Publié le Jeudi 9 janvier 2014 à 18h35.

Turquie : guerre dans l’État

Décidément, l’année 2013 n’aura pas profité à l’AKP, le Parti de la justice et du développement actuellement au pouvoir. Après la formidable révolte du mois de juin, il est depuis plus de trois semaines confronté à une opération anti-corruption...

La mobilisation de juin dernier avait remis en cause à la fois les politiques néolibérales (notamment au niveau de l’aménagement urbain) et l’autoritarisme du gouvernement (concrétisé par des reculs sur la laïcisation de la société) pour réclamer le « droit à la ville » et les libertés individuelles. Ayant réprimé avec violence la résistance de Gezi, l’AKP est aujourd’hui confronté à une opération anti­corruption d’envergure guidée par son ancien allié, la confrérie islamique de Fethullah Gülen.

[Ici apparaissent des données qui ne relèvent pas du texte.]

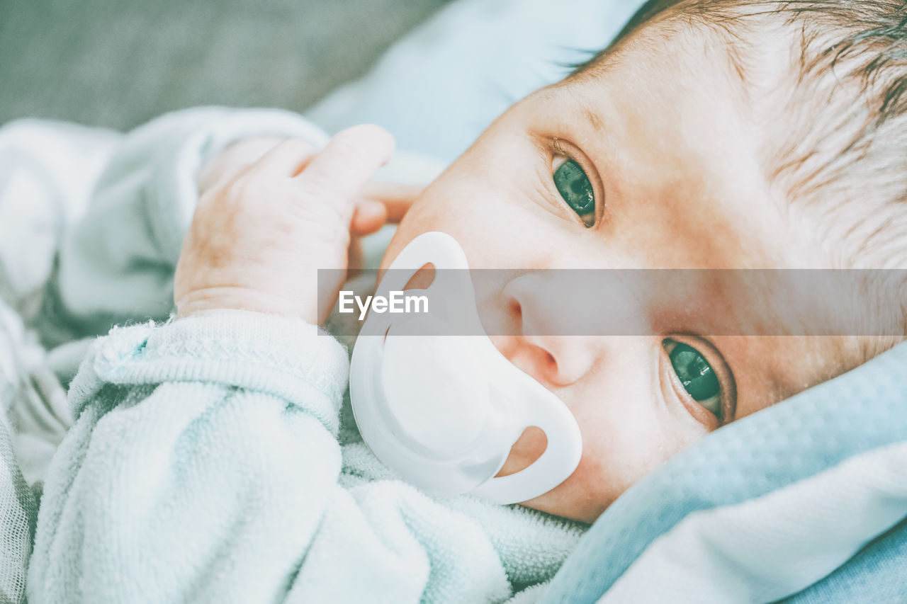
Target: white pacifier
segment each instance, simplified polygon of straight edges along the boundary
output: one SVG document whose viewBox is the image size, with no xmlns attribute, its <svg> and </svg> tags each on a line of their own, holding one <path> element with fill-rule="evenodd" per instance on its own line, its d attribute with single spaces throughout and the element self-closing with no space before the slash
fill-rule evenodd
<svg viewBox="0 0 907 604">
<path fill-rule="evenodd" d="M 456 239 L 442 232 L 413 239 L 375 297 L 403 291 L 426 264 L 435 268 L 432 284 L 405 294 L 425 296 L 431 313 L 372 311 L 353 349 L 350 397 L 363 439 L 382 463 L 429 492 L 517 503 L 551 491 L 580 463 L 580 428 L 561 399 L 488 338 Z M 452 326 L 480 336 L 450 335 Z M 496 477 L 530 426 L 545 433 L 545 451 L 523 470 Z"/>
</svg>

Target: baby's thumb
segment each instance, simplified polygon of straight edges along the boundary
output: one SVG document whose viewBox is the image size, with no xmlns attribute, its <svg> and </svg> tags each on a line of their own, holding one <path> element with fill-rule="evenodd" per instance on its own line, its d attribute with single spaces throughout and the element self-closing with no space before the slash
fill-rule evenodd
<svg viewBox="0 0 907 604">
<path fill-rule="evenodd" d="M 308 190 L 352 204 L 354 197 L 394 153 L 394 137 L 374 124 L 336 133 L 296 179 Z"/>
</svg>

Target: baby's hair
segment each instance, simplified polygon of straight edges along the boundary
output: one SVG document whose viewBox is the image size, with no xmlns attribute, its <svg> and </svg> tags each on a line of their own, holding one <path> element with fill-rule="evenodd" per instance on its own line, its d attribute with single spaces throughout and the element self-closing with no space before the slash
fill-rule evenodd
<svg viewBox="0 0 907 604">
<path fill-rule="evenodd" d="M 678 35 L 727 50 L 765 174 L 836 266 L 907 268 L 907 1 L 649 0 L 571 77 L 607 69 L 634 39 Z M 892 278 L 871 287 L 880 306 L 894 302 L 895 338 L 872 348 L 907 336 L 907 284 Z"/>
</svg>

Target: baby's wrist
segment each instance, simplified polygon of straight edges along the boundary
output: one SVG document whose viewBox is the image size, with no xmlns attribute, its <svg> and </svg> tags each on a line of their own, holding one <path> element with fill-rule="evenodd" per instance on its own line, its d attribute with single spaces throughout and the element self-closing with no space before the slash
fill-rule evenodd
<svg viewBox="0 0 907 604">
<path fill-rule="evenodd" d="M 317 312 L 307 312 L 297 299 L 277 293 L 246 287 L 208 287 L 187 292 L 176 300 L 177 318 L 211 314 L 222 310 L 248 310 L 317 322 Z"/>
</svg>

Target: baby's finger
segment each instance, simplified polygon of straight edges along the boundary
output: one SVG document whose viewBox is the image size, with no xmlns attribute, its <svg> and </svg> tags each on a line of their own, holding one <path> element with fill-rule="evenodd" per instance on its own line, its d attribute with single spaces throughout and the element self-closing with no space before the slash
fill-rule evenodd
<svg viewBox="0 0 907 604">
<path fill-rule="evenodd" d="M 373 124 L 338 132 L 297 177 L 319 194 L 352 200 L 394 152 L 394 137 Z"/>
<path fill-rule="evenodd" d="M 356 205 L 349 231 L 354 237 L 371 235 L 387 222 L 387 210 L 383 203 L 362 200 Z"/>
<path fill-rule="evenodd" d="M 399 222 L 423 190 L 424 187 L 418 185 L 373 180 L 362 190 L 362 195 L 384 204 L 388 222 Z"/>
<path fill-rule="evenodd" d="M 249 170 L 293 177 L 302 171 L 314 153 L 315 150 L 307 142 L 299 139 L 288 139 L 265 153 Z"/>
</svg>

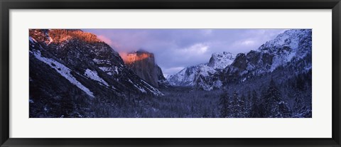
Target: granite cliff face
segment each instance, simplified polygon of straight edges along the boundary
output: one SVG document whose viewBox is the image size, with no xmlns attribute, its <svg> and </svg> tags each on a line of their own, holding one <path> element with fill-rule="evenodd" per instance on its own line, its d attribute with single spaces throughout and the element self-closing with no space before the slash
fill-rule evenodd
<svg viewBox="0 0 341 147">
<path fill-rule="evenodd" d="M 88 110 L 80 104 L 92 99 L 119 107 L 133 96 L 163 94 L 94 34 L 31 29 L 29 35 L 30 117 L 99 116 L 82 114 Z"/>
<path fill-rule="evenodd" d="M 148 83 L 156 87 L 167 85 L 161 69 L 155 62 L 154 54 L 139 50 L 129 53 L 123 58 L 126 66 Z"/>
</svg>

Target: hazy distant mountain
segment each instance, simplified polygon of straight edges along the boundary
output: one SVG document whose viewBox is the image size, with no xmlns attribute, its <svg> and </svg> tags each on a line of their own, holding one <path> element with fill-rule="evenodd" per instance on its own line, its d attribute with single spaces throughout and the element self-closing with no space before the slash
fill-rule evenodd
<svg viewBox="0 0 341 147">
<path fill-rule="evenodd" d="M 80 30 L 30 30 L 29 40 L 33 117 L 52 111 L 63 97 L 120 99 L 128 94 L 163 94 L 135 75 L 118 53 L 92 33 Z"/>
<path fill-rule="evenodd" d="M 210 62 L 186 67 L 179 72 L 168 77 L 169 83 L 174 86 L 198 86 L 202 83 L 202 77 L 211 77 L 215 72 L 232 63 L 234 55 L 230 53 L 214 53 Z M 215 83 L 220 87 L 221 82 Z M 211 90 L 213 87 L 202 85 L 205 90 Z"/>
<path fill-rule="evenodd" d="M 309 60 L 311 30 L 288 30 L 256 50 L 236 57 L 227 53 L 213 54 L 209 63 L 186 67 L 168 80 L 172 85 L 212 90 L 272 72 L 278 67 L 291 65 L 296 72 L 308 72 L 311 70 Z"/>
</svg>

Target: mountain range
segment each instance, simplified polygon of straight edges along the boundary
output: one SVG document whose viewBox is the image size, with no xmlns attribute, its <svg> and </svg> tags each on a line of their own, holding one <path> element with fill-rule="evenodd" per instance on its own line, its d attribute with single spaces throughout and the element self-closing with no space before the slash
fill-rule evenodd
<svg viewBox="0 0 341 147">
<path fill-rule="evenodd" d="M 173 86 L 212 90 L 271 74 L 284 66 L 296 68 L 296 75 L 307 72 L 312 68 L 308 62 L 311 61 L 311 35 L 309 29 L 288 30 L 246 53 L 213 54 L 208 63 L 186 67 L 168 80 Z"/>
</svg>

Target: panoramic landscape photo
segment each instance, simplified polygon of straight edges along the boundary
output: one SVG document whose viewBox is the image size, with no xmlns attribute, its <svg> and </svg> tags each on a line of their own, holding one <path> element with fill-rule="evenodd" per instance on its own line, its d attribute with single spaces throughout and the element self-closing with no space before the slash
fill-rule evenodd
<svg viewBox="0 0 341 147">
<path fill-rule="evenodd" d="M 29 29 L 30 118 L 312 118 L 311 29 Z"/>
</svg>

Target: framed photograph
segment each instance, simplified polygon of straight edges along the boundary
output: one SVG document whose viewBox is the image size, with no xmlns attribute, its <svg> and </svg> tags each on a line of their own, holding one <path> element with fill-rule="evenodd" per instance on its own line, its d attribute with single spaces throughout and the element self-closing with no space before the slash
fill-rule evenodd
<svg viewBox="0 0 341 147">
<path fill-rule="evenodd" d="M 1 146 L 341 146 L 340 0 L 0 4 Z"/>
</svg>

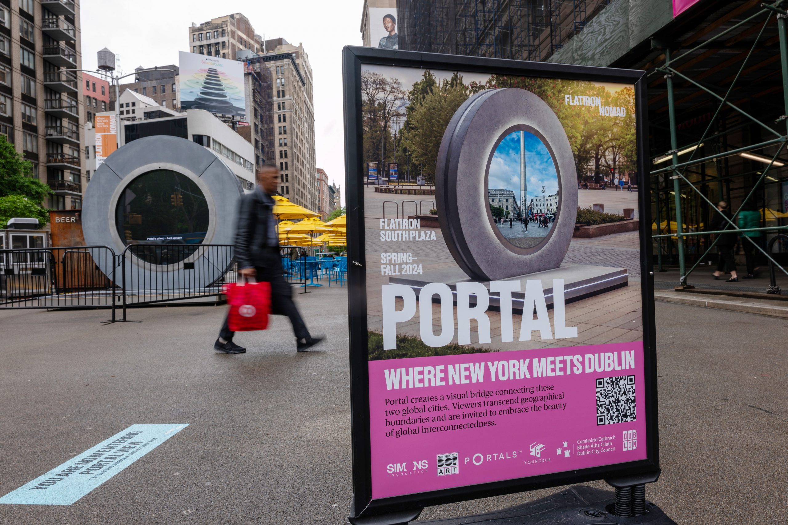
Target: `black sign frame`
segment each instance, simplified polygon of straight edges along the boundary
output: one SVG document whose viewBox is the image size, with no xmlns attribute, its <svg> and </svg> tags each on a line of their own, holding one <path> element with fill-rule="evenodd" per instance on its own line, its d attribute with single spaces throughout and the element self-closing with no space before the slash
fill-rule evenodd
<svg viewBox="0 0 788 525">
<path fill-rule="evenodd" d="M 351 424 L 353 457 L 353 521 L 378 515 L 418 511 L 427 506 L 480 497 L 489 497 L 535 490 L 562 485 L 605 479 L 611 484 L 627 486 L 656 481 L 659 477 L 660 450 L 656 392 L 656 353 L 654 320 L 654 281 L 651 240 L 650 181 L 647 176 L 648 113 L 645 72 L 639 70 L 567 65 L 545 62 L 465 57 L 414 51 L 345 46 L 342 54 L 345 187 L 348 215 L 348 280 L 351 375 Z M 523 76 L 548 77 L 627 83 L 635 91 L 636 134 L 637 139 L 637 193 L 643 320 L 643 356 L 645 385 L 646 451 L 645 460 L 594 467 L 582 470 L 555 472 L 435 490 L 372 499 L 370 461 L 369 368 L 367 360 L 366 268 L 364 238 L 363 176 L 361 132 L 362 65 L 377 65 L 442 69 L 460 72 L 498 73 Z M 407 512 L 406 512 L 407 513 Z M 382 517 L 382 516 L 381 516 Z M 377 523 L 377 522 L 376 522 Z M 380 523 L 386 523 L 381 521 Z M 400 523 L 395 521 L 392 523 Z"/>
</svg>

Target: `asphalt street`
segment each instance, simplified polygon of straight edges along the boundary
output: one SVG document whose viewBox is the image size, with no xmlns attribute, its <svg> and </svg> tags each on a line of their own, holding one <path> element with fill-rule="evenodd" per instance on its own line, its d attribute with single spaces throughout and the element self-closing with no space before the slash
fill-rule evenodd
<svg viewBox="0 0 788 525">
<path fill-rule="evenodd" d="M 347 287 L 298 296 L 328 335 L 297 354 L 286 320 L 212 350 L 224 308 L 0 311 L 0 495 L 134 423 L 189 423 L 71 505 L 0 505 L 0 523 L 346 522 Z M 679 523 L 784 523 L 788 320 L 657 303 L 663 475 Z M 590 483 L 605 487 L 604 482 Z M 487 512 L 558 489 L 426 509 Z"/>
</svg>

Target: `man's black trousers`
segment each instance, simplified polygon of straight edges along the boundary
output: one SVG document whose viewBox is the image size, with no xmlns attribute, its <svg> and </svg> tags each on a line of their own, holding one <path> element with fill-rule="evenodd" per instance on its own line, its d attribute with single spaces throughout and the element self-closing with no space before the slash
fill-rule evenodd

De la coalition…Cette vaste confrérie musulmane modérée liée à l’Imam Fethullah Gülen (vivant aux États-Unis depuis plus de dix ans) met en avant le « dialogue » et la « tolérance », et diffuse la culture turco-islamique grâce a un puissant réseau mondial d’écoles. Mais elle est aussi renommée pour avoir infiltré la bureaucratie et notamment la justice et la police depuis plus de vingt ans. Avec ses cadres dans l’appareil d’État, la confrérie fut le principal allié de l’AKP dans son combat contre les militaires et les républicains-laïcistes.Cette coalition commença à se fragiliser par le refus de Gülen de condamner Israël au lendemain de l’attaque de la flottille envoyée à Gaza. De plus, Erdogan sentait que la confrérie commençait à détenir une puissance démesurée dans la bureaucratie, au point de ne plus pouvoir la contrôler. Les négociations d’un « processus de paix » avec le leader kurde Öcalan rencontra aussi l’opposition des partisans de Gülen. La convocation du chef des services de renseignements pour être interrogé à propos de ces négociations (qu’il menait sous la directive d’Erdogan) et suspecté de « soutien à l’organisation terroriste » fut comprise (à juste titre) comme un défi. Face à la dérive autoritaire du Premier ministre et à la violence policière durant la révolte de juin, la confrérie tenta de se réapproprier le champ « musulman démocrate » déserté par Erdogan, en critiquant le gouvernement. La rupture s’est définitivement consommée quand l’AKP annonça son intention de fermer les « dershane » (cours privés de soutien scolaire), étant donné que de nombreux dershane appartiennent à la confrérie et que c’est une source de revenu en même temps qu’un moyen d’embrigadement.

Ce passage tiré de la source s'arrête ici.